Approach for question 1

The inquiry involves examining the impact of the pandemic on stock prices within a specific time-frame. To achieve this, we focus on key features: “dates” (to identify the pandemic period) and “stock price” (utilizing adj_close). The “Pandemic Period” is defined as starting from the year 2020, enabling us to assess stock prices during this particular time-frame. Calculations include determining the average returns within this period, as well as 2- and 5-year returns, along with their respective peak prices. The impact is measured by the variance in stock prices, considering the returns over 2 years, and 5 years. This approach offers a comprehensive overview of the overall impact on a company’s stock price.

This visualization can be achieved using geom_line() , geom_bar() and annotations can be added using annotate(). Facets and colors will be employed to differentiate between the top big tech companies with the highest and lowest impact in terms of returns.

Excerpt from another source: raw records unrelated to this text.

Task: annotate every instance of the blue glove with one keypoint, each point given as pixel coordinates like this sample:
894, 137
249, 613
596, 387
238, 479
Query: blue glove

Note: Given that we only have access to stock prices, establishing causality regarding the impact of stock prices in relation to COVID-19 may pose challenges. So, instead we will be observing trends and returns.

Approach for question 2

To analyze gaindays in stock prices across different companies, we will create this variable using open and close values.

Utilizing this data, we plan to visualize weekdays using the weekdays() function from base R. Additionally, we will augment our dataset with an additional column for year and quarter to facilitate more granular analysis.

Our visualization strategy may involve using geom_density_ridges() or geom_col() to determine the most effective representation. To enhance clarity, facets and colors will be employed to distinguish between companies and periods of interest.

This approach is expected to yield valuable insights into stock price trends, allowing us to uncover patterns related to stock gain days.